Netanyahu ecoou a desumanização, ao lançar a campanha por terra, no final de outubro, sob a declaração de uma “guerra santa contra as crianças das trevas”.

Suas falas serviram de prova ao Tribunal Internacional de Justiça (TIJ), com sede em Haia, ao aprovar a denúncia de genocídio da África do Sul contra o Estado de Israel, em janeiro, junto de medidas cautelares por desescalada e fluxo humanitário.

Desde então, Gallant parece mais cauteloso que Netanyahu, ao pedi-lo para produzir um plano do pós-guerra e rechaçar qualquer implicação de que seu exército prevaleceria em Gaza como potência ocupante.

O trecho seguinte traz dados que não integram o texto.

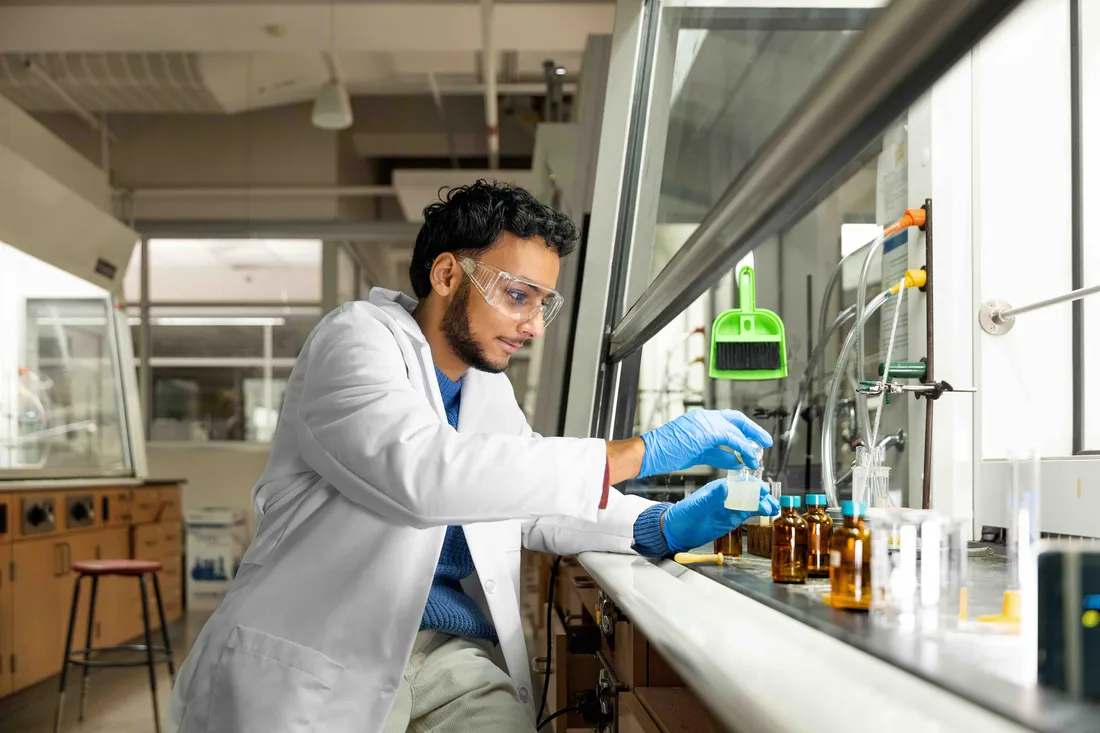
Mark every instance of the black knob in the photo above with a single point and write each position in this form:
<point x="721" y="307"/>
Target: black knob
<point x="36" y="515"/>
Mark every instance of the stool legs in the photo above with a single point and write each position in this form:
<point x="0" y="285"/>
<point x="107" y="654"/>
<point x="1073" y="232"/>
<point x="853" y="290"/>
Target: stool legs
<point x="149" y="653"/>
<point x="87" y="643"/>
<point x="68" y="651"/>
<point x="164" y="628"/>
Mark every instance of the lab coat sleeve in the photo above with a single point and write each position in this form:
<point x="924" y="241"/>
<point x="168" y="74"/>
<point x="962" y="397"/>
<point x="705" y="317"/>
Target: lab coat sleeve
<point x="612" y="532"/>
<point x="364" y="428"/>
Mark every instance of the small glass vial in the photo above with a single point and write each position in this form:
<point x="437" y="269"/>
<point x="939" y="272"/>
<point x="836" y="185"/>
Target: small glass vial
<point x="729" y="545"/>
<point x="817" y="536"/>
<point x="850" y="560"/>
<point x="789" y="543"/>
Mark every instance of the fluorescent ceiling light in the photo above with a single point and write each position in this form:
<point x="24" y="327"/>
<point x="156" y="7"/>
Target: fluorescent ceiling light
<point x="332" y="107"/>
<point x="855" y="236"/>
<point x="183" y="320"/>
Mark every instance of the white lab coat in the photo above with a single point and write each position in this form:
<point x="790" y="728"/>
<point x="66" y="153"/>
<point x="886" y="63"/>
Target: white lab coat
<point x="364" y="477"/>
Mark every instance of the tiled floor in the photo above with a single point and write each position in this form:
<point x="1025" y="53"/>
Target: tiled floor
<point x="119" y="700"/>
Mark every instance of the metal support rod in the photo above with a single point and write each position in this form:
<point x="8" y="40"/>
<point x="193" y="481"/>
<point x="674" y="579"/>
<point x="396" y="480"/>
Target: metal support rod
<point x="144" y="345"/>
<point x="930" y="373"/>
<point x="488" y="62"/>
<point x="880" y="75"/>
<point x="437" y="97"/>
<point x="810" y="350"/>
<point x="1001" y="316"/>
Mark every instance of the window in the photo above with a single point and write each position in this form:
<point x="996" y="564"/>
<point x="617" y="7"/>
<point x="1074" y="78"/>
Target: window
<point x="723" y="81"/>
<point x="1089" y="87"/>
<point x="228" y="319"/>
<point x="62" y="409"/>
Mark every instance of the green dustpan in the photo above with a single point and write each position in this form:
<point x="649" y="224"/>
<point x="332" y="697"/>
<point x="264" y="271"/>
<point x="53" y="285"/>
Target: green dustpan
<point x="747" y="343"/>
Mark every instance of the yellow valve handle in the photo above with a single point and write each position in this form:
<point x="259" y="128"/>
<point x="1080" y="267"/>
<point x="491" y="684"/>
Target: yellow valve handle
<point x="689" y="558"/>
<point x="912" y="279"/>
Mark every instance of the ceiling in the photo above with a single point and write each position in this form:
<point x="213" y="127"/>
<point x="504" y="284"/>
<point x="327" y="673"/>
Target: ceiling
<point x="239" y="55"/>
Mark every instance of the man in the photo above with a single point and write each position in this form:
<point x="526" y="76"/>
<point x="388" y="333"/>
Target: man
<point x="381" y="590"/>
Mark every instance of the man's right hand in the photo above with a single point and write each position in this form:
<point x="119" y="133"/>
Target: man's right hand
<point x="696" y="438"/>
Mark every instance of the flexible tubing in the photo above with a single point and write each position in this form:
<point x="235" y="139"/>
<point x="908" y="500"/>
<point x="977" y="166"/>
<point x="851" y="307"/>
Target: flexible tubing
<point x="787" y="440"/>
<point x="862" y="415"/>
<point x="834" y="279"/>
<point x="886" y="372"/>
<point x="828" y="425"/>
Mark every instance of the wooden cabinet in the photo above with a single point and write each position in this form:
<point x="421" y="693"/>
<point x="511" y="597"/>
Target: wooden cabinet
<point x="6" y="613"/>
<point x="39" y="609"/>
<point x="37" y="580"/>
<point x="633" y="717"/>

A guerra em Gaza continua, sem um fim no horizonte, somando-se a alertas altíssimos de propagação da guerra em âmbito regional, com disparos contra o Hezbollah no Líbano e outros núcleos nacionais na Síria, Iraque e Iêmen.

Em agosto, Gallant reconheceu a possibilidade de que ele e Netanyahu sofram inquérito, ao tocar em um ponto sensível na política israelense sob as acusações internacionais. O premiê, em contrapartida, rejeita qualquer responsabilidade.

“Gallant sabe que vai cair”, observou Talshir. “Mas quer sair como um ministro da Defesa bem-sucedido, que deu a Israel fronteiras mais seguras”.